In order to be deemed a “hunger-free campus,” the institution is required to, at a minimum:
· establish a campus hunger task force that meets a minimum of three times per academic year to set at least two goals with action plans;
· designate a staff member responsible for assisting students with enrollment in the New Jersey Supplemental Nutrition Assistance Program (SNAP);
· provide options for students to utilize SNAP benefits at campus stores, which must be authorized by a federal authority to accept SNAP dollars;
· provide at least one physical food pantry on campus, or enable students to receive food through a separate, stigma-free arrangement; and
· develop a “Swipe Out Hunger” student meal credit sharing program, or designate a certain amount of funds for free meal vouchers that might otherwise be raised through a “Swipe Out Hunger” program.

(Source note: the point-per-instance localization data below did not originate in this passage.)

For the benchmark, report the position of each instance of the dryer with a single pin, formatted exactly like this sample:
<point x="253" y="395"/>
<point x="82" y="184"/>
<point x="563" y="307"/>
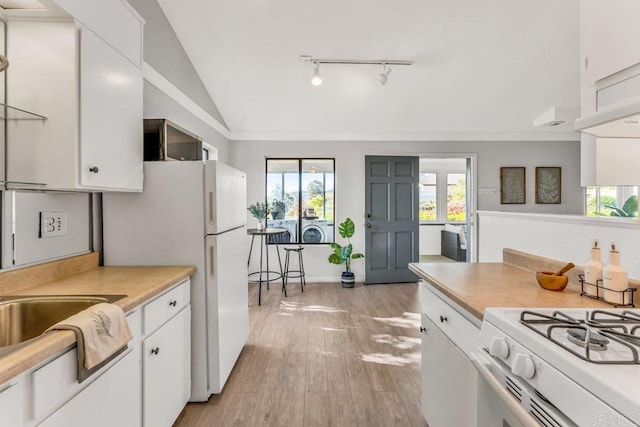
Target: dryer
<point x="314" y="230"/>
<point x="291" y="225"/>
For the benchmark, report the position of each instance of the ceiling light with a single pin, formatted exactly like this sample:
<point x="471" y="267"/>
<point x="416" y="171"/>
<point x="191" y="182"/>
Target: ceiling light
<point x="384" y="75"/>
<point x="316" y="80"/>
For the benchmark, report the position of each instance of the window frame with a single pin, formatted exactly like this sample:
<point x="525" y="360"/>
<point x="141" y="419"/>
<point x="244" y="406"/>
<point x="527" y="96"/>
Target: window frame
<point x="299" y="219"/>
<point x="620" y="192"/>
<point x="442" y="197"/>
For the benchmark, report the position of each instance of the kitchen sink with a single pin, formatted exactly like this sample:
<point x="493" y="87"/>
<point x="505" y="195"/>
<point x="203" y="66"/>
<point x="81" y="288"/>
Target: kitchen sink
<point x="24" y="318"/>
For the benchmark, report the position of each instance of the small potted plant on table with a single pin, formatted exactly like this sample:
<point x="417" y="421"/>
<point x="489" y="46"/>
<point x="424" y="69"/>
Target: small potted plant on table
<point x="344" y="254"/>
<point x="260" y="211"/>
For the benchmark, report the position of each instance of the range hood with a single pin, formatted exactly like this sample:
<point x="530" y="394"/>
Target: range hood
<point x="617" y="102"/>
<point x="619" y="121"/>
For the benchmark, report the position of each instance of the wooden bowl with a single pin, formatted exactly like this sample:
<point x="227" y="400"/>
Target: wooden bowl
<point x="550" y="282"/>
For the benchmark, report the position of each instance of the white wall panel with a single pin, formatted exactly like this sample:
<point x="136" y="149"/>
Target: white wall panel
<point x="562" y="237"/>
<point x="29" y="248"/>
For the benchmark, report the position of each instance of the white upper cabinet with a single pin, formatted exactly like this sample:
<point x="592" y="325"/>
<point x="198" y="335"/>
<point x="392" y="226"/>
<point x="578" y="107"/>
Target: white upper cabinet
<point x="114" y="21"/>
<point x="111" y="151"/>
<point x="610" y="52"/>
<point x="610" y="35"/>
<point x="88" y="84"/>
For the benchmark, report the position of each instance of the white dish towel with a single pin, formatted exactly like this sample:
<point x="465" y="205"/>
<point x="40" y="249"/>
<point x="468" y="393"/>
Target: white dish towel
<point x="102" y="332"/>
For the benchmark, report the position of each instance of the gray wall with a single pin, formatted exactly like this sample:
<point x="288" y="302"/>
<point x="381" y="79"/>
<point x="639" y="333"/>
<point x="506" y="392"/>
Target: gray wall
<point x="159" y="105"/>
<point x="163" y="52"/>
<point x="249" y="156"/>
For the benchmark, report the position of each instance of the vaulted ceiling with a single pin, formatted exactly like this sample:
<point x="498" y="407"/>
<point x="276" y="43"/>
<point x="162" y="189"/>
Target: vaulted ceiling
<point x="482" y="69"/>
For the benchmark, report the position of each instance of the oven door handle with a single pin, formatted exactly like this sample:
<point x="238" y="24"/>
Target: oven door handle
<point x="514" y="407"/>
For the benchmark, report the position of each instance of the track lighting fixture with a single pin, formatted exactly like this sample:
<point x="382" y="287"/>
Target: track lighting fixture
<point x="384" y="75"/>
<point x="316" y="80"/>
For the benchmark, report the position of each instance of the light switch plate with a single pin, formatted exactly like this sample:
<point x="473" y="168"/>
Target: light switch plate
<point x="53" y="224"/>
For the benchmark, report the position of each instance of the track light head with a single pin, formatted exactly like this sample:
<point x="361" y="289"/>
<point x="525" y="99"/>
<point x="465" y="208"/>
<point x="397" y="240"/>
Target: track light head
<point x="316" y="80"/>
<point x="384" y="75"/>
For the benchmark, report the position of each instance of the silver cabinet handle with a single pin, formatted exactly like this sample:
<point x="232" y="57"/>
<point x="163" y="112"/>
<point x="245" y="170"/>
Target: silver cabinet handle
<point x="211" y="213"/>
<point x="212" y="262"/>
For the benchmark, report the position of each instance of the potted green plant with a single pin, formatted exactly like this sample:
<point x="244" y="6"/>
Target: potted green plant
<point x="260" y="210"/>
<point x="344" y="254"/>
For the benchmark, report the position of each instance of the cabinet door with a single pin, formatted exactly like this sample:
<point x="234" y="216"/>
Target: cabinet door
<point x="449" y="381"/>
<point x="610" y="34"/>
<point x="111" y="135"/>
<point x="111" y="400"/>
<point x="167" y="371"/>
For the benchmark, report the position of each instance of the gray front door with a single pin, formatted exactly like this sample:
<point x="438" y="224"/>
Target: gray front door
<point x="391" y="218"/>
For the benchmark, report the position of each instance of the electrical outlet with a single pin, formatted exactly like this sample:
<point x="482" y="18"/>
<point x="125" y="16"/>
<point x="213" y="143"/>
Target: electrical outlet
<point x="53" y="224"/>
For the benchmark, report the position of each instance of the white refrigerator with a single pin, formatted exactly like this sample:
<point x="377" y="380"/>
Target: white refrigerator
<point x="191" y="213"/>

“College, in itself, is hard enough,” said Jasey (D-Essex/Morris). “Paying for meals at college should not be. The goal of this grant program is to ease the stress on students and families who are struggling to make ends meet as well as to ultimately end food insecurity for students on New Jersey college campuses.”
Under the bill, the Secretary of Higher Education would determine the amount of each grant which will be used by colleges to further address food insecurity among students enrolled in the institution.
“The cost of college can quickly and drastically add up, whether it is paying for tuition, books, or room and board,” said Mukherji (D-Hudson). “A college student’s main job should be to get the education they deserve, not to be overwhelmed with worry about how they will eat while at school. This grant program will help college students to prioritize school, as they should, and ultimately help put them on the path to a successful future.”
“No college student should have to worry about where their next meal will come from,” said Lopez (D-Middlesex). “They deserve to pursue their academic and professional goals free of the added stress that comes with food insecurity. Hunger-free campuses will be a haven for these students.”
Additionally, the Secretary would be required to submit a report to the Governor and legislature no more than two years after the establishment of the Hunger-Free Campus Grant Program and must include information on the number and amounts of grant awards, the impact the program has had on establishing additional hunger-free campuses at public colleges and reducing the number of students experiencing food insecurity, and recommendations on the expansion of the grant program.
Prior to approval by the Senate, the bill was approved by the full Assembly 62-8-2. It is part of 14-bill anti-hunger initiative spearheaded by Assembly Speaker Craig Coughlin.
The measure now heads to the Governor’s desk.